Il fit connaissance, là, d’un certain Bretagne, qui fut également l’ami de Verlaine. Ce gros garçon était « rat de cave », c’est-à-dire employé des Contributions Indirectes. Verlaine l’a qualifié de très brave cœur, grand buveur de bière, poète bachique à ses heures, musicien, dessinateur, entomologiste.

Ce Bretagne, qui était un fantaisiste ignoré, rimant des choses essentiellement folâtres, n’avait pas son pareil, disait-on, pour rédiger, de la façon la plus précise et la plus correcte, les nombreux procès-verbaux qu’il dressait contre les fraudeurs de sucreries.

Ce fut à Charleville, en 1871, que Rimbaud composa une pièce de vers qui le fît connaître comme poète à son arrivée à Paris, et qui, dans son étrangeté, demeure une belle chose : le Bateau ivre.

Toujours hanté du désir de revenir à Paris, il écrivit à Verlaine, le seul poète vivant, nous l’avons dit, qu’il admirât, en lui envoyant son « Bateau ivre ».

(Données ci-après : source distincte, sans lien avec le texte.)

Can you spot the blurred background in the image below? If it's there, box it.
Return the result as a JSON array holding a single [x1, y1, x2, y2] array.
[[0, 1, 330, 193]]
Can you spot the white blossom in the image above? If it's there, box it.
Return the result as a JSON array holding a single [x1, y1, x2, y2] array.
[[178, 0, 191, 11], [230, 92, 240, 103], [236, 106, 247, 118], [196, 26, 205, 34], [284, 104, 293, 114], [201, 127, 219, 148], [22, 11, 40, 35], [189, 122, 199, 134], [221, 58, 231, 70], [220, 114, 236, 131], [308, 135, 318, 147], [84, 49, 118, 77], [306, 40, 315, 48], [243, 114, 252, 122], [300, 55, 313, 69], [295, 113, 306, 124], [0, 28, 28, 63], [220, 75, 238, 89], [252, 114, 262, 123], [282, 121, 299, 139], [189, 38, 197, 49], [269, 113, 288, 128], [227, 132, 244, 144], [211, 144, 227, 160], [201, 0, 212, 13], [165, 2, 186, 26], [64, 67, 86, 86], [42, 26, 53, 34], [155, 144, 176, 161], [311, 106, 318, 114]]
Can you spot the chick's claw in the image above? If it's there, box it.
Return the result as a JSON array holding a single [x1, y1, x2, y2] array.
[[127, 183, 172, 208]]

Verlaine, surpris de l’hommage, flatté peut-être par une admiration exceptionnelle, dont l’accablait un novateur imberbe, qui faisait profession de mépriser tout, de nier jusqu’aux plus éclatants et indiscutables génies, frappé aussi par l’originalité des vers-échantillons qui lui étaient envoyés, expédia une lettre d’encouragement, lestée d’un mandat, au gamin. En même temps, il fit part à quelques amis de l’arrivée prochaine d’un jeune prodige « qui nous épaterait et nous enfoncerait tous ».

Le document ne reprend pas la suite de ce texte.